Le lendemain de la diffusion, l’ancien sélectionneur, qui s’est récemment marié, a publié un long communiqué sur X. Il y dénonce un documentaire qu'il juge transformé en attaque personnelle. "16 ans après, cela devait être le documentaire de l'explication de la réflexion et de l'analyse posée. Ce fut un réquisitoire extraordinairement violent contre ma personne (…) Ce fut un film totalement à charge et d'une partialité nauséabonde (...) J'ai depuis longtemps abandonné l'aigreur et ce qui se voulait une thérapie est devenu une poubelle haineuse", lâche-t-il.

Raymond Domenech affirme que la production a rompu ses engagements en lui refusant "avec la plus grande malhonnêteté" le droit de visionner certaines séquences qu'il avait pourtant demandé.

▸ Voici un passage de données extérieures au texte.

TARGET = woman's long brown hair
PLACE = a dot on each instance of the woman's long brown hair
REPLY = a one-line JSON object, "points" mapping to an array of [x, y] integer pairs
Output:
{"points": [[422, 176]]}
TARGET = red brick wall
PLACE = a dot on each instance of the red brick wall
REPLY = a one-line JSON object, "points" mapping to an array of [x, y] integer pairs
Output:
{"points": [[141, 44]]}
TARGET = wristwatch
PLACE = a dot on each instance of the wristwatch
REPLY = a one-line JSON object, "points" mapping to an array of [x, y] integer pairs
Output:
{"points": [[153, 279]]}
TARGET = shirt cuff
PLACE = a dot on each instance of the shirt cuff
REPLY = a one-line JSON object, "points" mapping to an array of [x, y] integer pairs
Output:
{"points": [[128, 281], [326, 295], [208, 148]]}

Et d’ajouter : "Je suis meurtri et trahi : cela résonne comme un viol de mon âme. Un vol de mes émotions d'un moment".

Un journal intime qui ne devait pas être dévoilé

Il faut dire que Raymond Domenech tient des propos violents dans son journal intime. "Thierry Henry est né le 17 août. Lion banal : il se regarde le nombril (…) Gourcuff, mais qu'il est con (…) Anelka qui est passé sans me regarder. Ce gros c*n !", avait-il notamment écrit. Concernant ses notes personnelles, l’ex-candidat des Traîtres s’est justifié :

Pour toutes celles et ceux qui ont tenu à un moment donné de leur vie un journal intime, ils sauront combien les pensées écrites sont parfois dures à l'égard des autres (et de soi), qu'elles ne sont pas destinées à être livrées telles qu'elles et surtout, qu'elles permettent, à ce moment-là, de maintenir en vie une femme ou un homme, accablé(e) de toutes parts, croulant sous le poids d'une pression déraisonnable et extraordinairement violente.

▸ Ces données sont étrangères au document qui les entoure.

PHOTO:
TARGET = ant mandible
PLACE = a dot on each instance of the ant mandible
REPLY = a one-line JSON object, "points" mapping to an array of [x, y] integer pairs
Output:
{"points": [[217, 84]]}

Raymond Domenech a aussi tenu à distinguer ces écrits de ce qu’il est réellement : "Je peux être frondeur parfois, provocateur souvent, mais je ne suis ni irrespectueux, ni méchant, ni arrogant". Et de conclure : "Je tiens à me désolidariser de toutes mes forces de ce documentaire dont la vulgarité et le sensationnalisme n'ont d'égal que son absence de déontologie. Il n'honore ni le football, ni le journalisme".